Figure 11: Personnel and Food Costs as a Percentage of Total Catering Turnover in CHF

Figure 12 shows the key figure total catering turnover as a percentage of the total hospital costs, which means the total costs of an organisation. It is calculated as followed: [(personnel costs + food costs + general expenses per square meter kitchen and restaurant space)] / [total hospital

costs]. On average, the catering turnover is 4.91% of the total hospital costs. The minimum is 2% and the maximum value in this benchmark group is 12%.

Figure 12: Total Catering Turnover as a Percentage of Total Hospital Costs

The turnover distribution of the different customer segments restaurant (dark), external catering (middle), and patients (light) is shown in figure 13. The average turnover of the restaurant is 34%, 17% external catering and 48% patients. This key figure indicates which importance each customer group has.

Figure 13: Annual Turnover Restaurant / External Catering / Patients

The key figures selected show the broadness of the catering benchmark platform. They provide an overall picture of the catering department of each healthcare institution as well as insights concerning overall tendencies. These insights are very helpful for FM practitioners as a basis for decision-making as well as to support them on a strategic level.
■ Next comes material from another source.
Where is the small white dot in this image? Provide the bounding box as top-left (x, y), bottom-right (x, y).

To give some examples of how FM practitioners use different key figures or even a combination of them as argumentation aids, a selection is displayed in the following list:

  • To calculate the cost for external catering products, the key figure “cost of meals per patient per day” is a valuable basis.
  • The key figures “daily seat turnover”, “number of seats per employee” and “total catering turnover per square meter total catering space” can be used to deduce the occupancy rate of the restaurant. This is useful information when planning refurbishments in the restaurant area and for optimizing opening hours of the restaurant facilities.
  • Hints to optimise the personnel costs can be taken from the key figures, “the average personnel costs per staff member kitchen and restaurant” and “ratio personnel costs kitchen and restaurant”.
  • The key figures “annual turnover restaurant, external catering and patients” and “calculated turnover of the total catering department” are used to check that all services provided are cleared in the financial accounting.
  • For evaluating the required kitchen space in building projects, the key figure “square meter kitchen space per bed” in combination with recommendations from the literature, are very useful.

Conclusions

The research project set out to examine if the benchmark is successful in practice as well as which conclusions can be drawn from the different key figures. The numbers of healthcare institutions participating in this benchmark are the evidence that the method developed to benchmark catering in Swiss hospital works in practice. Moreover, different conclusions can be drawn not only from one key figure, but also from a combination of them as described above. Overall, the benchmark platform is going to be used on a yearly basis with an increasing number of participants.

Relevance of Findings

For the first time, the key figures of the benchmark platform for catering in healthcare institutions are displayed with meaningful breadth, as well as with a significant number of healthcare institutions participating. The various key figures are used by Facility Managers in these healthcare institutions as an argumentation aid when discussing matters on a strategic level. The findings provide essential key figures for the soft service part of FM, which are, at least for Switzerland, unique. This findings contribute to the FM knowledge base in order to meet the requirement of the secretary of the European Standardization Committee for Facility Management for reliable benchmarking tools, at least for the catering service (van der Zwang, 2007).

Outlook

As a next step, the number of key figures will be extended to additional interesting areas of a catering department in healthcare institutions, for example food waste. In addition, other benchmarks for FM topics in healthcare institutions will be developed, such as cleaning, and based on the methodology of this catering benchmark.